Consider two processes trying to use the same memory region. For example, all processes in egos-2000 use 0x80400000 as the top of their stack (i.e., APPS_STACK_TOP in library/egos.h). Virtual memory means that the operating system creates an illusion that a process exclusively uses the memory below 0x80400000 for its stack.

For example, suppose two processes both use the load instruction with 0x803FFFFC as the address to read the highest 4 bytes of their stack. To provide the illusion, this 0x803FFFFC will be translated into two different addresses when accessing the memory. In other words, even though the two processes execute exactly the same instruction, the CPU can read two different parts of the memory, and get different bytes. This makes sense because it is likely that different processes put different 4 bytes at the start of their stack.

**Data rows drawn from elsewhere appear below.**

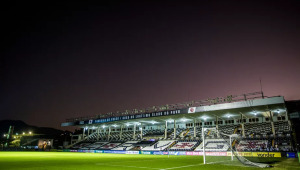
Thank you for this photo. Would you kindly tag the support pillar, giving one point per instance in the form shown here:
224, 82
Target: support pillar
272, 123
194, 124
121, 131
108, 136
217, 126
166, 130
174, 129
243, 130
141, 131
134, 129
83, 133
243, 126
98, 133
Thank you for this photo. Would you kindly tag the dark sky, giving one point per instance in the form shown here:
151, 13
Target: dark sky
70, 59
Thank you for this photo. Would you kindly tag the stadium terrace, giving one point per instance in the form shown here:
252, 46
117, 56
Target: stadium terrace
235, 125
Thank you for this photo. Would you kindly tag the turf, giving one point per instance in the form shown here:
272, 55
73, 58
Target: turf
87, 161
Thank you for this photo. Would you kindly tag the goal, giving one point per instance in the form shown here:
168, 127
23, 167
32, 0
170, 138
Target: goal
221, 148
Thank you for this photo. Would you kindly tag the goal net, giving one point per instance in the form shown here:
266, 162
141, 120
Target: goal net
221, 148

The illusion here is that a process can only see that it reads address 0x803FFFFC while the operating system knows the translated address being used to access the memory. We thus call 0x803FFFFC the virtual address in this case and, for every process, it is translated into a physical address for the actual memory access.

Address translation

Let's read a data structure recording the translation from virtual to physical addresses.

c
/* library/egos.h */
#define RAM_END         0x80600000
#define APPS_PAGES_BASE 0x80400000

/* earth/cpu_mmu.c */
#define PAGE_SIZE       4096
#define APPS_PAGES_CNT  (RAM_END - APPS_PAGES_BASE) / PAGE_SIZE
struct page_info {
    int use;
    int pid;
    uint vpage_no;
} page_info_table[APPS_PAGES_CNT];

In egos-2000, the 2MB region of [APPS_PAGES_BASE, RAM_END) holds the code, data, heap and stack of all processes. Therefore, if a process reads a virtual address like 0x803FFFFC, it will be translated into some physical address in this 2MB region. This 2MB is splitted into 512 pages (i.e., APPS_PAGES_CNT=512), and each page is 4KB (i.e., PAGE_SIZE).

There is a struct page_info for each of the 512 pages recording the translation details. Suppose the operating system allocates page #6 (i.e., [0x80406000, 0x80407000)) for the stack of a process with pid=7.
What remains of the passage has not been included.